Verse 8 says that our hands are to be a sign of God’s word without even speaking, The word is to be on the forefront of our mind always, filtering all that we see. And we are to “write them on the doorposts of your house and on your gates” (9). The Jews take this quite literally and where tefillin on their arms, phylacteries on the foreheads and mezuzah on their door frames, all filled with little scrolls with this Bible passage and other scriptures. Is that what God is telling us to do? We can critique their literal interpretation but the fact is that the Jews have a beautiful pattern of teaching the Bible through many family traditions. Anyone who has been over at Indian Boundary Park and see the Jewish families publically reciting scripture about the creation from Genesis, cannot fail to be moved. Putting Bible vinyl decals on the wall is a lovely reminder but the real emphasis is that the Bible should be worked out into all the ordinary activities of our day to day life. We don’t need to force it in every situation till children cannot even be human and all we ever talk about is the Bible. The focus of these verses is that it is our supreme command in life to love God so completely that talking about him comes very natural in the day to day patterns of life.
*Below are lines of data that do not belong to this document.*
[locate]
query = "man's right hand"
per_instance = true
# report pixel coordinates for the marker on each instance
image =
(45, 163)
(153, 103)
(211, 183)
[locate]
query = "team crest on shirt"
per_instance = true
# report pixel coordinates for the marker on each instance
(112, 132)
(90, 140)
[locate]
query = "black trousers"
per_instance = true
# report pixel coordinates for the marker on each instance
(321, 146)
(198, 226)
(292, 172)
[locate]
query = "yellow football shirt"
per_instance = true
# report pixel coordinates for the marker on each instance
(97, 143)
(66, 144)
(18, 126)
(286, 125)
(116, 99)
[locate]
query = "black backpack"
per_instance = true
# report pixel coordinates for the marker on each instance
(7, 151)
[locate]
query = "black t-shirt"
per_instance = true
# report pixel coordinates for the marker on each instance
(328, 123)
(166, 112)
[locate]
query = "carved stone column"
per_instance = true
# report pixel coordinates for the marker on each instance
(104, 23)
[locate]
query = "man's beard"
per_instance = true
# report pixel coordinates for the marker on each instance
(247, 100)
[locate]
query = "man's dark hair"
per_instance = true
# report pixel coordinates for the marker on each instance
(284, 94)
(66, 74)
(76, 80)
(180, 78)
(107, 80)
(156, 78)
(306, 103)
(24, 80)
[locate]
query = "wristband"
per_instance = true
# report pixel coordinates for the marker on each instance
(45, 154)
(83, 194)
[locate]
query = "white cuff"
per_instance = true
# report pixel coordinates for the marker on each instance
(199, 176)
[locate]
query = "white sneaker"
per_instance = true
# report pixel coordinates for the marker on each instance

We are living in scary times to raise children. How can we help them to have a vibrant faith and grow to love God in this generation? May God help us to fear him, love him through our obedience and take every opportunity to impress our faith on our children. May God raise up a generation of parents who deeply engrave their faith upon their children to grow new generation of Christians who can take their faith out in to the world.